Easter was very early this year and I feel the quickening, blood rising at this seasonal turn, equinox of spring, sun in Aries. At school’s spring break I find myself enjoying solitude, gathering energy, but not expressing thru movement quite yet. For Passover is that time, the next full moon, and Beltane follows soon after. Baseball is starting but I just looked at the Giants’ schedule for the first time yesterday, and have not turned my body toward the park downtown, nor taken Dave up on a few his season tickets. April is the Masters golf tournament among the blooming magnolias of Georgia. The coming month will be time.

From Rabbi Lerner’s email about Passover:

A note on Passover preparation and observance for those into the ritual practice: many traditional families spend lots of time getting their homes kosher, switching to a new set of dishes, and ridding their house of all chametz (wheat, spelt, oats, barley and things made from chametz like wheat in vinegar, soy, mayonnaise, cookies and crackers, etc.)
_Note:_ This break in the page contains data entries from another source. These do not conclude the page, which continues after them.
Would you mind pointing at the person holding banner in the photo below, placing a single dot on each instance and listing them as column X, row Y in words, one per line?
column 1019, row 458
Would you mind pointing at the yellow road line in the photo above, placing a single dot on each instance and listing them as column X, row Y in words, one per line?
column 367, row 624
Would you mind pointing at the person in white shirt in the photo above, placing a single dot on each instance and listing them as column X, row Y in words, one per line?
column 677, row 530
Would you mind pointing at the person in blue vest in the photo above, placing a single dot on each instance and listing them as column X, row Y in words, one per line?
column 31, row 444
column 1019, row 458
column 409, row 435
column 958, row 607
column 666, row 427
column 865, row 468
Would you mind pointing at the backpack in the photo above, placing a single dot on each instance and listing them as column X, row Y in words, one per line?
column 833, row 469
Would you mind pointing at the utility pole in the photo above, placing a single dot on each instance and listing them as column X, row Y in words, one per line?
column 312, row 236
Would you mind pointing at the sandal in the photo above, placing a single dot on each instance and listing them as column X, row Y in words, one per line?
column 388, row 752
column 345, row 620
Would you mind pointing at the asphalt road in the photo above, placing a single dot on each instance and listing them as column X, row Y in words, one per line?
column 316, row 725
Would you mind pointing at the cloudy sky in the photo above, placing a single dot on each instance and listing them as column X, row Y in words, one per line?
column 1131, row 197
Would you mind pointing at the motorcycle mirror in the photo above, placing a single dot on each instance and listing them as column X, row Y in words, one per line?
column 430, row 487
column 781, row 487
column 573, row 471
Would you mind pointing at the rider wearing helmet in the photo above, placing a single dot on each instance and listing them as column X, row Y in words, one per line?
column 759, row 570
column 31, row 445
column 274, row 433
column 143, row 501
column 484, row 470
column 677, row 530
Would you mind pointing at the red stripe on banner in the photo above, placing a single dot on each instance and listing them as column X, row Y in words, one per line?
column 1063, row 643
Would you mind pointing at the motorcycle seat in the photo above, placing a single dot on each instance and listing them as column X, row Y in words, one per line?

Unfortunately, this often occupies so much time that the far more important spiritual preparation is forgotten: getting ourselves ready to liberate ourselves from the self-inflated egos and the stuck places in our lives that make it hard for us to fully commit to the struggle for human liberation that Passover teaches us is possible and necessary. So this year, plan in advance how to give that spiritual preparation a bigger time commitment.

I feel another life change coming.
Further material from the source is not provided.